If we’re unable to identify shifts in Facebook traffic or a client’s product, then we may be dealing with macro events that are outside of our control. For instance, competition on Facebook may shift end of the month, end of the quarter, and end of the year. We also see major shifts in performance around national holidays and seasonal events like summer when school is out and human behavior changes.

There are also events like the start of NFL season when daily fantasy sports companies disrupt the Facebook marketplace by increasing aggressiveness. We can also look across our portfolio to determine if the fluctuation is client-specific or global. If we see performance fluctuation with most / all clients during the same time frame, then we will have higher confidence that we’re not in control of the fluctuation.

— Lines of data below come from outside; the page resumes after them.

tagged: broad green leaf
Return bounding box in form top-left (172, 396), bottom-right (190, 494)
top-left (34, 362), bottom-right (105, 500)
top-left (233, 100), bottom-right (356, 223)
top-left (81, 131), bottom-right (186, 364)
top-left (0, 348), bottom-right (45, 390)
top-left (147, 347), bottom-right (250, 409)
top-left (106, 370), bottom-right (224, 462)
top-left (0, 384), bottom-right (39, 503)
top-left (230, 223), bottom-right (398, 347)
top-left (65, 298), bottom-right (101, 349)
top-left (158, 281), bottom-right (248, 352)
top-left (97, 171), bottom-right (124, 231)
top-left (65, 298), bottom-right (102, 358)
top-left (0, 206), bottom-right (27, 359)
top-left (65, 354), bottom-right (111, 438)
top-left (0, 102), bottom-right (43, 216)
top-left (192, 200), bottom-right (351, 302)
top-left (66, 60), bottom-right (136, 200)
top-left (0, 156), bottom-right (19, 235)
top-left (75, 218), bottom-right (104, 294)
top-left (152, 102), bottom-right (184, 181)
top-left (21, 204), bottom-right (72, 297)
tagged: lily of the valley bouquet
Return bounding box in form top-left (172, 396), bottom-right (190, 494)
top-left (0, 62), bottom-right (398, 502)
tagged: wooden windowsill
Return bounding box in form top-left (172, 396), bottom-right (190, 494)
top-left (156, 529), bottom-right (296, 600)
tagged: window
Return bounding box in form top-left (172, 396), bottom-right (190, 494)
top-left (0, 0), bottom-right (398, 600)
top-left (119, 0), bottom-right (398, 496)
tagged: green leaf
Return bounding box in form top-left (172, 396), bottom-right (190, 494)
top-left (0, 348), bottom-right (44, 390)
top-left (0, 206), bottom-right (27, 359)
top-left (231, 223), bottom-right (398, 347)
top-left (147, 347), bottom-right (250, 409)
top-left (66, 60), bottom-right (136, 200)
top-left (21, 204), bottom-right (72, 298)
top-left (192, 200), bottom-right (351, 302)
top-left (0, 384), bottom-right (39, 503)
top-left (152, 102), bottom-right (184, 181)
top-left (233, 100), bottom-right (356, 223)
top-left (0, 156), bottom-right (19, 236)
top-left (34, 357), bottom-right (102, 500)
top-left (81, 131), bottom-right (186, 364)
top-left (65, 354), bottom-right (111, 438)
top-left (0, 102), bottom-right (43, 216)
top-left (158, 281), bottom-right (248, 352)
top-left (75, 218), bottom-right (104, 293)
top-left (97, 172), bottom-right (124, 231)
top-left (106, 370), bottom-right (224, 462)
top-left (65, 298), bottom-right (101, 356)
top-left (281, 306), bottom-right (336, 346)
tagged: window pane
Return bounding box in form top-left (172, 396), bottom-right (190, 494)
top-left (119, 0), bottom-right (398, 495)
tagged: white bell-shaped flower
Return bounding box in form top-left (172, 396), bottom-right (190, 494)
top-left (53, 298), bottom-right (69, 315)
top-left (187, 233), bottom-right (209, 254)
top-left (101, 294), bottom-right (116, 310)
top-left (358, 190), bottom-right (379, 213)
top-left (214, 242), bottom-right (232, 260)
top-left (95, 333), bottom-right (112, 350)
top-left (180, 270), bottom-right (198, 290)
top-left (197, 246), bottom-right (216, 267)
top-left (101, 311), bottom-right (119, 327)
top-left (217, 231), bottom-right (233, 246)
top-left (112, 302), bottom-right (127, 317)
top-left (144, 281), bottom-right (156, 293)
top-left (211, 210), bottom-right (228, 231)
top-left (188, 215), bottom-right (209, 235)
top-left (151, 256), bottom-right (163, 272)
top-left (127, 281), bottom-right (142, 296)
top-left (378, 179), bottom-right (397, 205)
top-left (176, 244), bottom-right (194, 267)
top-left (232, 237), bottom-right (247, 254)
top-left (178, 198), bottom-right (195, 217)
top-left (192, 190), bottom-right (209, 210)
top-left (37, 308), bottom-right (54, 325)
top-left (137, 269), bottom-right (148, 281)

Lastly, the release of competitor apps could also play a large factor in diagnosing performance fluctuations. If we’ve completed a thorough analysis of Facebook changes and product changes, and we still can’t explain the performance fluctuation, then we need to work with clients to determine whether we should temporarily reduce spend until fluctuation normalizes. Or, determine if we should increase testing in an effort to produce a win that will offset the fluctuation. In most cases, it makes sense to temporarily reduce spend because new ads that are launched during volatile marketplaces often perform poorly, regardless of creative and audiences.

 

 

Achieving UA Mastery Conclusion

 

Artificial intelligence will play a key role (if not THE role) in the future of user acquisition.

Even now, AI can run many key components of UA more effectively and more efficiently than humans can. So instead of spending time and overhead on quantitative tasks, UA managers should pivot into creative strategy, development, and testing if they want to keep their jobs.

This can be an exciting shift into UA management 2.0 if you’re agile enough to keep pace with all the changes.

Note that we do anticipate AI will eventually scale creative production beyond human capacity. It will eventually learn to create videos and develop copy in a greater capacity than people. But we are still years away from that reality. At least for now, creative is king, and humans can still do it best.